Contes du lundi - Alphonse Daudet






Mon premier Daudet lu. Il n'est jamais trop tard. La découverte n'empêchant néanmoins pas le reproche d'avoir si longtemps attendu.
Quelle fierté de l'avoir choisi, entamé et terminé..!
Quelle joie tirée du plaisir pris à l'avoir lu..!

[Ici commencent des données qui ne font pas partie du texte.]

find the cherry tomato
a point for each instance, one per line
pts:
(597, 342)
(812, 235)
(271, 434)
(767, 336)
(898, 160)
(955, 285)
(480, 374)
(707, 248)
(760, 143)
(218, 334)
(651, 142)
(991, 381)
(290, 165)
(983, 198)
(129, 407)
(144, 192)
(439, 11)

Mes choix de lecture prennent de temps en temps des trajectoires inhabituelles. L'été et la soif de le vivre intensément me sont propices à ces trajets inattendus. L'intention première était de lire des récits brefs, d'y consacrer de courts laps de temps pour profiter pleinement du soleil. La seconde était, histoire de changer, de filer loin de mes territoires habituels: la SF, le fantastique et le polar. Il n'y avait ainsi qu'une frêle préméditation à me fixer sur ce recueil daté de 1873. Ce ne fut qu'un fruit chanceux tombé par erreur d'une PAL secouée d'hésitations à choisir et de maladresses à la maintenir en équilibre incertain. S'y ajouta l'attrait d'une jolie couverture habillant un bouquin pas plus épais en tranche qu'un petit doigt, donc à priori aussi vite lu qu'une canette de bière fraîche bue. Il ne payait pas de mine face à l'importance supposée de certains pavés. J'avais tord. Il allait se montrer tout d'un grand, tout petit mais costaud.

J'avais par le passé déjà rencontré l'auteur. Des souvenirs d'instants précieux, du son et des films remontent du lointain jadis qu'est maintenant mon enfance. Il ne me manquait, livre en mains, que les mots et les phrases, le texte, l'odeur du papier... L'ombre fraîche de l'olivier, le thym et les stridences des cigales en options, la canicule de ce début août en alternative, j'attendais des phrases gorgées du soleil de Provence. J'avais tord. Daudet, c'était çà; mais aussi bien plus encore..!

Daudet, ce me fut d'abord, tout jeunot, Fernandel lisant "Les trois messes basses" à mots gourmands posés de la pointe du saphir sur le vinyle craquant d'un vieux 33 tours:

Daudet, ensuite, via Pagnol adaptant avec amour ce même conte de Noël dans "Les lettres de mon moulin"
Les trois messes basses (video)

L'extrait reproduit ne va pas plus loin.